Poster Session 5 · Friday, December 5, 2025 11:00 AM → 2:00 PM
#212
Think Silently, Think Fast: Dynamic Latent Compression of LLM Reasoning Chains
Abstract
Large Language Models (LLMs) achieve superior performance through Chain-of-Thought (CoT) reasoning, but these token-level reasoning chains are computationally expensive and inefficient.
In this paper, we introduce Compressed Latent Reasoning (CoLaR), a novel framework that dynamically compresses reasoning processes in latent space through a two-stage training approach.
First, during supervised fine-tuning, CoLaR extends beyond next-token prediction by incorporating an auxiliary next compressed embedding prediction objective. This process merges embeddings of consecutive tokens using a compression factor randomly sampled from a predefined range, and trains a specialized latent head to predict distributions of subsequent compressed embeddings.

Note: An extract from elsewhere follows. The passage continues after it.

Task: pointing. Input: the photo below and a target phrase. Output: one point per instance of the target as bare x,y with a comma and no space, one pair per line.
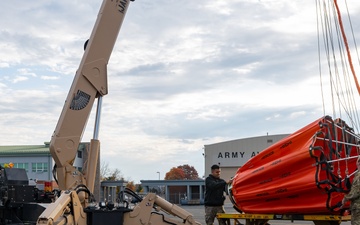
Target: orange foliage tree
183,172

Second, we enhance CoLaR through reinforcement learning (RL) that leverages the latent head's non-deterministic nature to explore diverse reasoning paths and exploit more compact ones.
This approach enables CoLaR to:
- perform reasoning at a dense latent level (i.e., silently), substantially reducing reasoning chain length, and
- dynamically adjust reasoning speed at inference time by simply prompting the desired compression factor.
Extensive experiments across four mathematical reasoning datasets demonstrate that CoLaR achieves 14.1% higher accuracy than latent-based baseline methods at comparable compression ratios, and reduces reasoning chain length by 53.3% with only 4.8% performance degradation compared to explicit CoT method. Moreover, when applied to more challenging mathematical reasoning tasks, our RL-enhanced CoLaR demonstrates performance gains of up to 5.4% while dramatically reducing latent reasoning chain length by 82.8%. The code and models will be released upon acceptance.